I am still mystified as to why callback-based async seems to have become the standard. What this and e.g. libtask[1] do seems so much cleaner to me.
The Rust folks adopted async with callbacks, and they were essentially starting from scratch so had no need to do it that way, and they are smarter than I (both individually and collectively) so I'm sure they have a reason; I just don't know what it is.
Stackless coroutines can be implemented using high level language constructs, and entirely in your language. Because of this it interacts with legacy code, and existing language features in predictable ways. Some security software or code hardening and instrumentation libraries will break as well.
Also, async at low level is literally always callbacks (even processor interrupts are callbacks)
By mucking about with the stack, you break stuff like stack unwinding for exceptions and GC, debuggers, and you probably make a bunch of assumptions you shouldn't
If you start using the compiler backend in unexpected ways, you either expose bugs or find missing functionality and find that the compiler writers made some assumptions about the code (either rightfully or not), that break when you start wildly overwriting parts of the stack.
Writing a compiler frontend is hard enough as it is, and becoming an LLVM expert is generally too much for most people.
But even if you manage to get it working, should you have your code break in either the compiler or any number of widely used external tooling, you literally can't fast track your fix, and thus you can't release your language (since it depends on a broken external dependency, fix pending whenever they feel like it).
I guess even if you are some sort of superhero who can do all this correclty, the LLVM people won't be happy merging some low level codegen change that has the potential to break all compiled software of trillion dollar corporations for the benefit of some small internet project.
The research Microsoft engineers did on stackful vs stackless coroutines for the c++ standard I think swayed this as “the way” to implement it for something targeting a systems level - significantly less memory overhead (you only pay for what you use) and offload the implementation details of the executor (lots of different design choices that can be made).
Yup, stackful fibers are an anti-pattern. Here's Gor Nishanov's review for the C++ ISO committee https://www.open-std.org/JTC1/SC22/WG21/docs/papers/2018/p13... linked from https://devblogs.microsoft.com/oldnewthing/20191011-00/?p=10... . Notice how it sums things up:
> DO NOT USE FIBERS!
And this is the rebuttal: https://www.open-std.org/JTC1/SC22/WG21/docs/papers/2019/p08...
There are downsides to stackful coroutines (peak stack usage for example), but I feed that p1364 was attacking a strawman: first of all it is comparing a solution with builtin compiler support against a pure library implementation, second it is not even comparing against the reference implementation of the competing proposal.
The TL;DR of that sums up my opinions pretty well.
As an aside, I know Rust would be unlikely to implement segmented stacks for fibers, given that they were burned by the performance implications thereof previously.
> DO NOT USE FIBERS!
For C++.
If your language has RAII or exceptions, it raises crazy questions about how if thread A is hosting fiber 1, which throws an exception, which propagates outside of the fiber invocation scope, destroys a bunch of objects, then we switch to fiber 2, which sees the world in an inconsistent state (outside resources have been cleaned up, inside ones still alive).

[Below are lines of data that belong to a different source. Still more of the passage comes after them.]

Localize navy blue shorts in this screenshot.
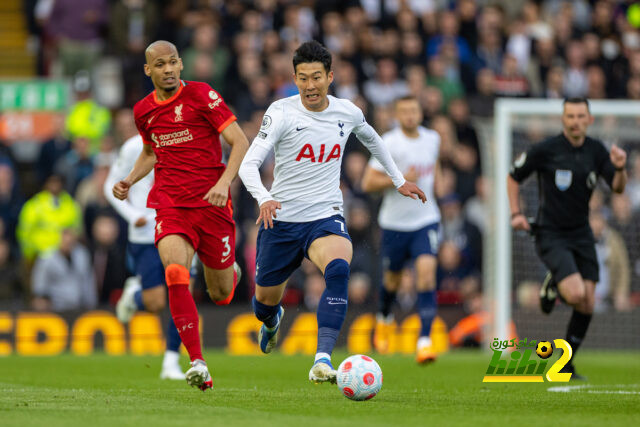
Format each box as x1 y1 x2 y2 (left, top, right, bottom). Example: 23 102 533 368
129 243 164 289
256 215 351 286
382 222 440 271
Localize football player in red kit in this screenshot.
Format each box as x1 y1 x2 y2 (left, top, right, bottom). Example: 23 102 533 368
113 41 249 391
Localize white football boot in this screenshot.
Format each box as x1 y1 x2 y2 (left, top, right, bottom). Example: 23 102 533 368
309 359 338 384
185 359 213 391
160 350 186 380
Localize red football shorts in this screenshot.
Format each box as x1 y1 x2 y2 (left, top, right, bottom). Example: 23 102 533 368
155 204 236 270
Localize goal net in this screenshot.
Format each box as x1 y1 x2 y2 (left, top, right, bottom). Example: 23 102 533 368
479 99 640 349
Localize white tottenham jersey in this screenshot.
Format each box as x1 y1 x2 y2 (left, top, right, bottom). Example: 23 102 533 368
369 126 440 231
240 95 404 222
104 135 156 244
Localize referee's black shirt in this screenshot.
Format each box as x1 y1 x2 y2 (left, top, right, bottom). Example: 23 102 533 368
510 134 615 231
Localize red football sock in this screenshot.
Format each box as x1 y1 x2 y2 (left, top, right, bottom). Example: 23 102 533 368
164 264 204 362
216 270 238 305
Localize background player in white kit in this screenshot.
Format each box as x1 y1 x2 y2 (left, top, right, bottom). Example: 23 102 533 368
239 41 426 383
362 96 440 363
104 135 185 380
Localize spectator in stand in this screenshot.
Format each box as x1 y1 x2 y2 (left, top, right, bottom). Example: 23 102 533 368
469 68 496 117
476 29 504 74
427 54 464 109
46 0 109 77
364 58 408 106
440 193 482 278
16 175 82 265
32 228 97 312
181 23 231 87
66 70 111 154
90 214 130 306
333 61 360 101
526 37 559 97
543 66 565 99
109 0 159 105
564 39 589 98
0 237 22 300
53 137 93 194
587 65 607 100
427 10 474 64
35 115 71 185
235 76 271 122
495 54 530 97
420 86 444 121
0 163 24 248
589 211 631 312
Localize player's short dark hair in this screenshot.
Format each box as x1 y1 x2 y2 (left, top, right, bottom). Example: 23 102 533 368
393 95 420 107
293 40 331 73
562 96 591 112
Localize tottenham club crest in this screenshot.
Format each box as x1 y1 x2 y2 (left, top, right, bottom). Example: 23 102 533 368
173 104 184 122
587 171 598 190
556 169 573 191
262 114 271 129
208 90 222 110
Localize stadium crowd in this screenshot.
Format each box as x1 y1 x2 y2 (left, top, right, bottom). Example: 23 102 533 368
0 0 640 318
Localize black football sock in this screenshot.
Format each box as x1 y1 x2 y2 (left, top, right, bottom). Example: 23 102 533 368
566 309 592 363
379 286 396 319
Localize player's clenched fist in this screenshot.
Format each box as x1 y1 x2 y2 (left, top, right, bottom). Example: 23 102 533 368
113 181 131 200
202 182 229 208
256 200 282 229
398 181 427 203
511 213 531 231
609 144 627 169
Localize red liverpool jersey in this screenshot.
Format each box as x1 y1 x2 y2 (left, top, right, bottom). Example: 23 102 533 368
133 81 236 209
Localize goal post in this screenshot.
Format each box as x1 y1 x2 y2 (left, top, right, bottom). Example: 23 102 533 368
482 98 640 348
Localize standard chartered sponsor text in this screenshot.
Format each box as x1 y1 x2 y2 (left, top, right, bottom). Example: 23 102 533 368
151 128 193 147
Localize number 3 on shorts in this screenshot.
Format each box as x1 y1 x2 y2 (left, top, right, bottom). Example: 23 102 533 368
222 236 231 257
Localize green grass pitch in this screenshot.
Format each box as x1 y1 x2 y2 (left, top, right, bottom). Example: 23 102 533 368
0 351 640 427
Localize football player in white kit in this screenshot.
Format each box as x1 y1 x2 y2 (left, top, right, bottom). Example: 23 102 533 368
362 96 440 363
239 41 426 383
104 135 185 380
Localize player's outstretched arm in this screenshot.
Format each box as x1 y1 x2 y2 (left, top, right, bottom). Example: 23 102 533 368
202 122 249 207
609 144 627 193
507 175 531 231
353 118 427 203
113 144 156 200
238 141 282 228
102 136 148 227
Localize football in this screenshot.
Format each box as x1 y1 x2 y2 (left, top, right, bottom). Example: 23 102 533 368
337 354 382 400
536 341 553 359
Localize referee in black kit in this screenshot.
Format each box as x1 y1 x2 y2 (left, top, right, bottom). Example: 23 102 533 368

This was literally impossible in pre-fiber code, so most existing code would probably not handle it well.
That's not different from threads running concurrent exceptions (in fact it is simpler in the single threaded example). RAII or exceptions are really not an issue for stackful coroutines.
Is stackful fibers the same as stackful coroutines?
yes same thing, different names.
Many of these issues go away if you control the compiler and runtime, which Rust does (and they needed to make changes to those to add async, so changes were inevitable).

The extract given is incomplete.